Retail investors were largely shut out of buying SpaceX before its Nasdaq debut. According to Binance, they made up for it by trading more than $9 billion of synthetic exposure to the company on its platform instead.
The exchange said its SpaceX perpetual futures contract, SPCXUSDT, became its second-most-traded product in the days around the listing, trailing only Bitcoin perpetuals. The figures are Binance’s own and should be read as such, but they point to a striking appetite for a product category that did not exist on the platform until May 21.
Binance’s SpaceX Numbers
Binance reported over $5.6 billion in SPCXUSDT volume in a single 24-hour window as of June 13, a figure it attributed to Coinglass and CoinMarketCap data, and more than $9 billion in accumulated volume across the contract’s pre-IPO and post-listing phases.
The company said it holds more than 60% market share for the product across centralized and decentralized venues, a self-calculated claim, and leads all venues in open interest at roughly $190 million as of June 15. Shunyet Jan, Binance’s head of spot and derivatives business, said the results demonstrated “the appeal of our liquidity and product design.”
That SpaceX could become the second-busiest market on the world’s largest crypto exchange, even briefly, and on the exchange’s own accounting, is the headline. Why it happened is the more interesting story.
What the Demand Reveals: An Access Barrier
High-profile late-stage private companies are among the hardest assets for ordinary investors to touch. Pre-IPO shares are typically reserved for private funding rounds gated by accredited-investor rules, and even at listing, IPO allocations are often limited or unavailable depending on a retail trader’s broker and jurisdiction. SpaceX, one of the most valuable private companies in history before its debut, was precisely the kind of name retail could only watch from the sidelines.
When a perpetual futures contract opened price exposure to that name, the dammed-up demand poured in, a pattern visible across the wider crypto rush to package SpaceX exposure, where at least eight platforms launched tokenized-IPO, perp, or stock-token products. Binance’s own SpaceX subscription campaign drew $557 million from nearly 27,700 participants, and the exchange noted that more than 80% of demand for its direct-stock products came from emerging-market users with limited or no access to U.S. equities.
By Binance’s reading, access was the primary barrier, and the numbers are a live test of what happens when it falls. That argument lands in the middle of a broader debate, with figures like Coinbase CEO Brian Armstrong arguing that accredited-investor laws lock ordinary people out of the market’s biggest gains.
How a Pre-IPO Perp Works
The mechanics are worth understanding, because they shaped the product. Before SpaceX went public, the pre-IPO contract took its price purely from demand on Binance’s global order book, with contract size adjusted to the company’s then-expected share count.

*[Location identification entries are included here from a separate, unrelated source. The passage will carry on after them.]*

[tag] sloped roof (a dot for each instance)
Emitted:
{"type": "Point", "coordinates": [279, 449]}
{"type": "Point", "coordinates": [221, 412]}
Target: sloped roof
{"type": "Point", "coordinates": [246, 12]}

After the Nasdaq listing, the contract converted into a standard perpetual, with pricing pulled from data vendors tracking live trading. The handoff was not seamless: when SpaceX disclosed a higher share count in an amended filing, the dilution directly affected pre-IPO contract holders, and Binance says it was the only exchange that successfully rebased its contract to reflect the updated count, a claim that, if accurate, points to the operational complexity lurking beneath these products.
What Traders Are Actually Buying
The crucial caveat is what a perp is not. SPCXUSDT gives leveraged exposure to SpaceX’s price, not ownership of SpaceX—no shares, no dividends, and no corporate-action rights, in contrast to Binance’s own bStocks, which confer beneficial ownership of the underlying security.
Leverage cuts both ways, and these synthetic instruments carry risks that became visible elsewhere in the pre-IPO boom: a Ventuals SpaceX oracle malfunction triggered a $1.5 million liquidation cascade in May, and analysts at DWF Labs have warned that synthetic pre-IPO tokens can diverge in price from underlying spot markets and fragment liquidity. The dominance figure, too, is Binance’s own; independent venue-by-venue market-share data is not available.
What the episode shows clearly is the scale of latent demand once an access barrier drops, even when the access on offer is synthetic and leveraged rather than real ownership. Whether that demand eventually channels into genuine equity — through tokenized shares, looser private-market rules, or the kind of reform Armstrong is pushing, or stays in the casino of perpetual futures is the question Binance’s numbers raise but cannot answer.